I have mixed greens for memory
and an old window for a mouth.
It’s expected for some people of
the older generation, like myself,
when the laws of attraction were
more rigid and a man could count

on times spent alone–a few months–
but not this hellish stretch of years,
time like an old rubber band that
once held newspapers together,
and all the headlines screamed:
MAN SPENDS FINAL DAYS ALONE.

It would be funny if it wasn’t true, I tell
my reflection, which wants nothing to
do with me and decides to vanish,
looking for another mirror to haunt,
hoping beyond home it wont be another
selfish, long-in-the-tooth bastard like me.

Baby Blue

She gave birth to a baby
missing his third eye but
with remarkably imitative skin–
as he grew, he often looked
like Rock Hudson or Rex
Harrison or Clark Gable
(though his mother wasn’t a fan,
thinking Clark Gable looked like
a well-dressed monkey), always
morphing into men from Hollywood’s
golden age, eschewing anyone new

all because his mother had gone
to pray at Forest Lawn and fallen
asleep and an unholy ghost had
overshadowed her, filling her with
life and deep sorrow as she murmured,
“I am the Handmaiden of The Hills,
be it done unto me according to thy
lustful will,” a fate set not so much
in stone as celluloid, stretching to
accommodate all the pain and beauty
splashed so recklessly across the screen.

An Evening with Mr. and Mrs. Kurtz

“Break some glass and come on in, there’s
there’s plenty more to break here!” Mrs. Kurtz
said and cut a bloody pirouette across the foamy
carpet made glorious summer by this son

of a York Peppermint Patty–Mr. Kurtz–strutting
like the cock of the walk around the shards of glass,
carrying on some counterpoint to her nonsense,
he being vaguely aware of how silly they both were.

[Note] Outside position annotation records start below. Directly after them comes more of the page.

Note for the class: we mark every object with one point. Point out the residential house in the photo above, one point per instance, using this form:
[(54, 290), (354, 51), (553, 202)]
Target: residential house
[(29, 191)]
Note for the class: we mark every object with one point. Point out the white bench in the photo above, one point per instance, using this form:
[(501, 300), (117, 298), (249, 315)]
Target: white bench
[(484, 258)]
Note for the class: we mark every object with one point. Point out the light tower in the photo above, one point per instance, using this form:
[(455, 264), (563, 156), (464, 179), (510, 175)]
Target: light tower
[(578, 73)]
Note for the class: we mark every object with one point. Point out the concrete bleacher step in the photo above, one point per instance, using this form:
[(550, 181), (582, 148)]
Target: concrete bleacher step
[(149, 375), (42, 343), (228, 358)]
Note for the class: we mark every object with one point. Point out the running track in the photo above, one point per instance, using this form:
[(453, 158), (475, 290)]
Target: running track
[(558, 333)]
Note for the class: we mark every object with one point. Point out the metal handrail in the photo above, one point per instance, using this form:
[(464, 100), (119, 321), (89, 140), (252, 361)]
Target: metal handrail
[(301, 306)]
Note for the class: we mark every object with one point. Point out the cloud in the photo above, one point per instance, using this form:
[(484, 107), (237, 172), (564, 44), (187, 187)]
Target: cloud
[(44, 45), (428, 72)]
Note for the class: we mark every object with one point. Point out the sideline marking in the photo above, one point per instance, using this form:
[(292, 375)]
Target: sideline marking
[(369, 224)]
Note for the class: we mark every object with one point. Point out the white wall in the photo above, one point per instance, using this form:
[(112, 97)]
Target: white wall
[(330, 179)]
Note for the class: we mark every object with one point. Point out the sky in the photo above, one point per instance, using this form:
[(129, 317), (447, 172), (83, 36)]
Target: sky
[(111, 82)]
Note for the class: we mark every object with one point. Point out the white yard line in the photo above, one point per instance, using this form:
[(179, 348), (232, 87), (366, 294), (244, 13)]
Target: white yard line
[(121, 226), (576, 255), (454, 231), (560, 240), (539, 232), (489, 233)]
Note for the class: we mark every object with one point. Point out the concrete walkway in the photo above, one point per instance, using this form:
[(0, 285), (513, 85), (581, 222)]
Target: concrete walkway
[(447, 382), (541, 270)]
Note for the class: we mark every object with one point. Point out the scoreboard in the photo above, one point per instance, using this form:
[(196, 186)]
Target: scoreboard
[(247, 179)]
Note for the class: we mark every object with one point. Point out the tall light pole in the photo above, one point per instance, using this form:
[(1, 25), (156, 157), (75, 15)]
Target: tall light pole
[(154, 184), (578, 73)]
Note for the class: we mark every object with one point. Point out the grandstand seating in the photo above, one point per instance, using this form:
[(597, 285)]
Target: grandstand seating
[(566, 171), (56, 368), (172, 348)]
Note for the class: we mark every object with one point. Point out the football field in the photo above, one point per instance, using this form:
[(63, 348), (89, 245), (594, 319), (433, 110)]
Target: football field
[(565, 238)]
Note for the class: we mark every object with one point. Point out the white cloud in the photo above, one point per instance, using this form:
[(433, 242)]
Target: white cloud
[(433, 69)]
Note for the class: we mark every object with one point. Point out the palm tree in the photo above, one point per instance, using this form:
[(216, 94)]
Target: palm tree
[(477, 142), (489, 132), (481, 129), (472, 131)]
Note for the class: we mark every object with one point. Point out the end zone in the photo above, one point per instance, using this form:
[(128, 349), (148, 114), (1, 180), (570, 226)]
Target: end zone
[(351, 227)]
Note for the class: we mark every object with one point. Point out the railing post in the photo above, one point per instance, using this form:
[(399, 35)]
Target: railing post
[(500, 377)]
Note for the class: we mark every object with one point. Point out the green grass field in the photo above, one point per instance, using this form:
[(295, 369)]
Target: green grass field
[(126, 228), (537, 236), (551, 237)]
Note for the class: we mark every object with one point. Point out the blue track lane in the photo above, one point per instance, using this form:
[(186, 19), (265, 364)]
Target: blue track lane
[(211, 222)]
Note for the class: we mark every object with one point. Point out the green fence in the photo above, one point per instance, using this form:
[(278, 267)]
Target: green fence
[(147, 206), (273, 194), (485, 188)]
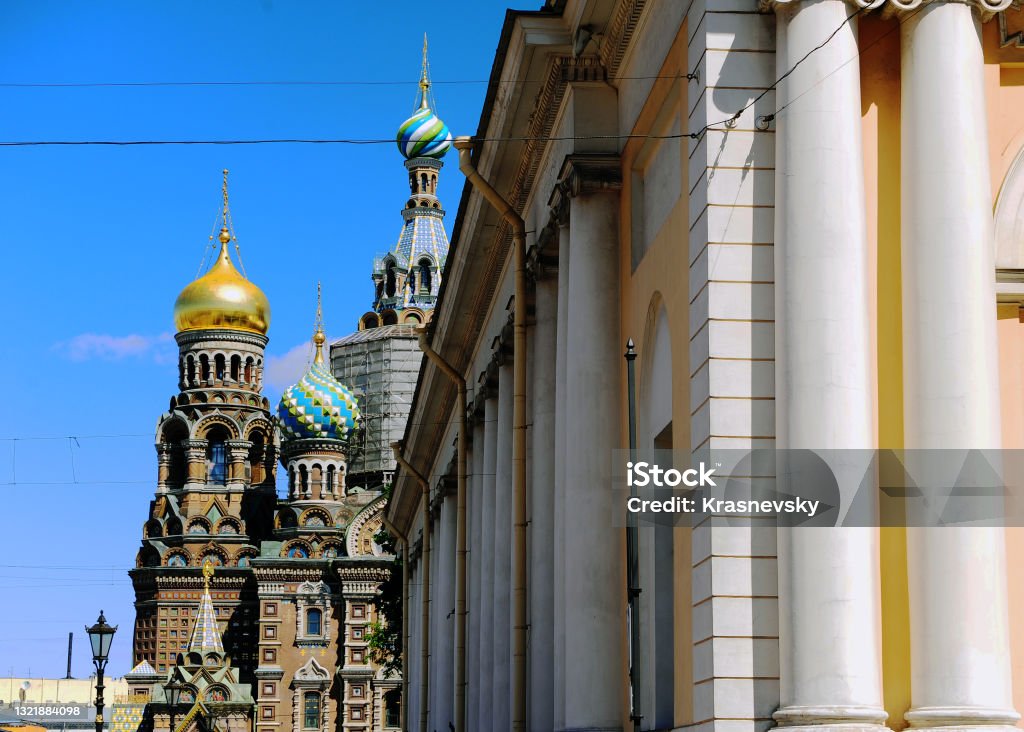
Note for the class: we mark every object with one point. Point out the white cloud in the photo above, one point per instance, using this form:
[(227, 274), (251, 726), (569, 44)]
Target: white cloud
[(283, 371), (89, 346)]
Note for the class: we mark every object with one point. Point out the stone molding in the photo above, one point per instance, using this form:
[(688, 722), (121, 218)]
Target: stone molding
[(620, 34), (583, 174)]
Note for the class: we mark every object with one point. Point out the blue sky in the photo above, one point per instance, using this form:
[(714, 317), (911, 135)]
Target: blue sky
[(98, 241)]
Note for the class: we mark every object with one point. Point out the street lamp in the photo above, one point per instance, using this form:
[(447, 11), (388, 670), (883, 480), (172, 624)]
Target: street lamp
[(173, 691), (100, 637)]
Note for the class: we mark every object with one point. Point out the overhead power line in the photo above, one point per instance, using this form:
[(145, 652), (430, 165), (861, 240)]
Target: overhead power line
[(727, 123)]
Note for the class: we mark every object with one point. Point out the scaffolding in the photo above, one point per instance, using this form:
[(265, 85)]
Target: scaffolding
[(381, 367)]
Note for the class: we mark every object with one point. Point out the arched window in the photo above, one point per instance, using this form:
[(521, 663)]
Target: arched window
[(425, 284), (392, 707), (216, 456), (313, 621), (310, 711), (389, 286)]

Guiltily, we grabbed some drinking glasses and
shattered them against the fireplace, the sound
reverberating and spreading like panic in a crowd,
and we sobbed without knowing why except our

hosts were crying, also, showing us their bleeding
hands and feet, Mr. Kurtz wounded even in his side,
and we decided that we could worship them–they
would do nicely as deities, since all others had failed us.

Love/Hate

Love/Hate

“How can you hate what I love?” she asked
draped over the sofa, ellipses stuck in her throat…

“Because I hate everything,” he answered
and deposited a lifetime of trust in an off-shore
account that the instantly forgot existed.

She thought about his words, and then she
thought about her relationship to the words,
so she took a powder and disappeared somewhere

up north, and he collected fall-out shelters
and moved among them like a wanted man.

Benefit for the Self-Obsessed

I absorbed the style of your night,
your courage like a good-sized cocker
spaniel, crouched and hackles raised,
ready to protect you at a moment’s notice.

But you don’t need protecting, do you,
with your prodigious smile and thick
intentions, hogging all the finger sandwiches
at the Banquet of Forlorn and Spurned Lovers?

My, how you haven’t grown, remarked
the 135-year old woman, frail and blue.
It was true enough, though you rejected
her words like you rejected me year ago.

You moved with the the speed of paper
cut, small but fast, redolent with outsized
pain while the rest of us redrew our maps,
marking off the places deemed too dangerous.